For 2100, in a worst-case scenario, that would reduce a raw 5°C of projected warming over 1986–2005 levels to 4.2°C.
It’s good news for the modelers—but also a clear, and dismaying, sign that global warming has gone on long enough to help chart its own path, says Aurélien Ribes, a climate scientist at France’s National Centre for Meteorological Research. “Observations now provide a clear view for what climate change will be.”
The IPCC report is also likely to present the spatial impacts of different amounts of warming—2°C, 3°C, 4°C—rather than saying how quickly those impacts will be felt. That heat-based technique worked well in an interim IPCC report in 2018, on the impacts of 1.5°C of warming, and would preserve good information from the hot models, even if they suggest these thresholds will come too soon.
The modelers hope to do better next time around. Lamarque says they may test new simulations against recent paleoclimates, not just historical warming, while building them.
He also suggests that the development process could benefit from more time, with updates every decade or so rather than the current report interval of every 7 years.
And it could be helpful to divide the modeling process in two, with one track focused on scientific experimentation—when a large range of climate sensitivities is helpful—and the other on providing a best estimate to policymakers. “It’s not easy to reconcile these two approaches under a single entity,” Lamarque says.
A cadre of researchers dedicated to the task of translating the models into useful projections could also help, says Angeline Pendergrass, a climate scientist at Cornell University who helped develop one technique for weighting the model results by their accuracy and independence.
“It’s an actual job to go between the basic science and the tools I’m messing around with,” she says.

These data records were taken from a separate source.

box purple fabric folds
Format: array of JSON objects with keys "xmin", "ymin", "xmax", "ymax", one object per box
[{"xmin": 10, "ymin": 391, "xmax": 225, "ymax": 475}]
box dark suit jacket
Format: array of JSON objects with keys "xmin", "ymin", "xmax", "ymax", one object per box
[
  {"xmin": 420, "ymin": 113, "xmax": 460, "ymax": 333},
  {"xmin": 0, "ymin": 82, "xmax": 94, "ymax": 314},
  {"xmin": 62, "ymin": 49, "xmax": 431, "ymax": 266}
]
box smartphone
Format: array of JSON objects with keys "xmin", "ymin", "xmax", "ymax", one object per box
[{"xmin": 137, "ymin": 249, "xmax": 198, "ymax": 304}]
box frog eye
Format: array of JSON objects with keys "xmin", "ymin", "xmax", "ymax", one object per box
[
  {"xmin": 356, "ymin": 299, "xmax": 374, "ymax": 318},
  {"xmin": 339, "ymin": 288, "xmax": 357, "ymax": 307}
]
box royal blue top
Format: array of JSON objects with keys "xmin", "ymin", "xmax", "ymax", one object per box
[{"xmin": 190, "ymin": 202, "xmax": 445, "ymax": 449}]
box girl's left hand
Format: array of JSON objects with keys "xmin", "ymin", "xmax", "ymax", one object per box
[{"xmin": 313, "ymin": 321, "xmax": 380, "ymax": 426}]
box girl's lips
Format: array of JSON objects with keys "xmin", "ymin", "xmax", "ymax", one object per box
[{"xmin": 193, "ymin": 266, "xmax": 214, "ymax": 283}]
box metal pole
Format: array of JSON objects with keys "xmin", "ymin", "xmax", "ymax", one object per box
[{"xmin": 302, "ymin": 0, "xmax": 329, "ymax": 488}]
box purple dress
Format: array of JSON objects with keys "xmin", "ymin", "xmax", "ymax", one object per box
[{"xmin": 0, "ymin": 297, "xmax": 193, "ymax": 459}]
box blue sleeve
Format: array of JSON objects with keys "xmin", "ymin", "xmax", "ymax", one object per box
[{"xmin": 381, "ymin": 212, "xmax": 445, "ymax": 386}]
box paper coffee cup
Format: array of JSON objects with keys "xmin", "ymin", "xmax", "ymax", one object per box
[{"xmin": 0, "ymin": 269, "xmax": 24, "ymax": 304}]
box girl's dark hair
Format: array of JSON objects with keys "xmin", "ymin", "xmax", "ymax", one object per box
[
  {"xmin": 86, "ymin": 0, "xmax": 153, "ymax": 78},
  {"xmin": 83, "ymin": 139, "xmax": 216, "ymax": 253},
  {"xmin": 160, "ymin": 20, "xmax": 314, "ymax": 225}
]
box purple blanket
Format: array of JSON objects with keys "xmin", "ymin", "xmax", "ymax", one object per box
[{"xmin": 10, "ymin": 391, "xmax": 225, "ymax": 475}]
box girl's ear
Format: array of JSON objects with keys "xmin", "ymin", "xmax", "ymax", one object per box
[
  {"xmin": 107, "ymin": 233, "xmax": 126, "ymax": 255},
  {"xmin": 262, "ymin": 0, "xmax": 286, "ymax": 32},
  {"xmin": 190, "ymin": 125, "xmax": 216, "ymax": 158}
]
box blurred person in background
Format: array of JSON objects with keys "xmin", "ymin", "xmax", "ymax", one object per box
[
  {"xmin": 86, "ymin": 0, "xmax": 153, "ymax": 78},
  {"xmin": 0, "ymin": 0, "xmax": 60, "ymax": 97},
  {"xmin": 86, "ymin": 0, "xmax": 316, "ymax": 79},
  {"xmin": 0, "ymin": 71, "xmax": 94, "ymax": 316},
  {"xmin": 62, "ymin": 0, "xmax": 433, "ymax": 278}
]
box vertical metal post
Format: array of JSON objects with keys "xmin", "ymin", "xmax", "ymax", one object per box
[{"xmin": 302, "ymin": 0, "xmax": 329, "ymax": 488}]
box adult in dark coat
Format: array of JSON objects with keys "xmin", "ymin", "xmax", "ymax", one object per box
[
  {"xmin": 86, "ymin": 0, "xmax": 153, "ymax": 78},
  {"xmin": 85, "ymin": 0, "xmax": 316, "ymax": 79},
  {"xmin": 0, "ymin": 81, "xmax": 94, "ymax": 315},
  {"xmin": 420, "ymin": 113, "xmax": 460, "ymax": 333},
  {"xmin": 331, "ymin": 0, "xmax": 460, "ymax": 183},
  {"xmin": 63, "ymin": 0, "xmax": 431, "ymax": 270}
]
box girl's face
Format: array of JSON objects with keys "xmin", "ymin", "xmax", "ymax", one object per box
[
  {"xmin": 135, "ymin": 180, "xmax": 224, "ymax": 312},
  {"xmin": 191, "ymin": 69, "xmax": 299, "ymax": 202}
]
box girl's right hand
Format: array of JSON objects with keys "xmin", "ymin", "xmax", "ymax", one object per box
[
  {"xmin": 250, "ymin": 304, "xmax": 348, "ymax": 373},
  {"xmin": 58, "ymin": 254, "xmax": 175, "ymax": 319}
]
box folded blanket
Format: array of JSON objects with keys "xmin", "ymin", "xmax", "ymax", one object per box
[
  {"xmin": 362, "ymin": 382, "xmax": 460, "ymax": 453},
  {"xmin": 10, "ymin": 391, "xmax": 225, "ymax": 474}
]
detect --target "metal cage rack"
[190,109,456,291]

For now, policymakers and other researchers need to avoid putting too much stock in the unconstrained extreme warming the latest models predict, says Claudia Tebaldi, a climate scientist at Pacific Northwest National Laboratory and one of the leaders of CMIP’s climate projections. Getting that message out will be a challenge.
“These issues don’t translate very well in practice,” she says. “It’s going to be hard for people looking to make some projection of a water basin in the West to make sense of it.”
Already scientific papers are appearing using CMIP’s unconstrained worst-case scenarios for 2100, adding fire to what are already well-justified fears. But that practice needs to change, Schmidt says. “You end up with numbers for even the near-term that are insanely scary—and wrong.”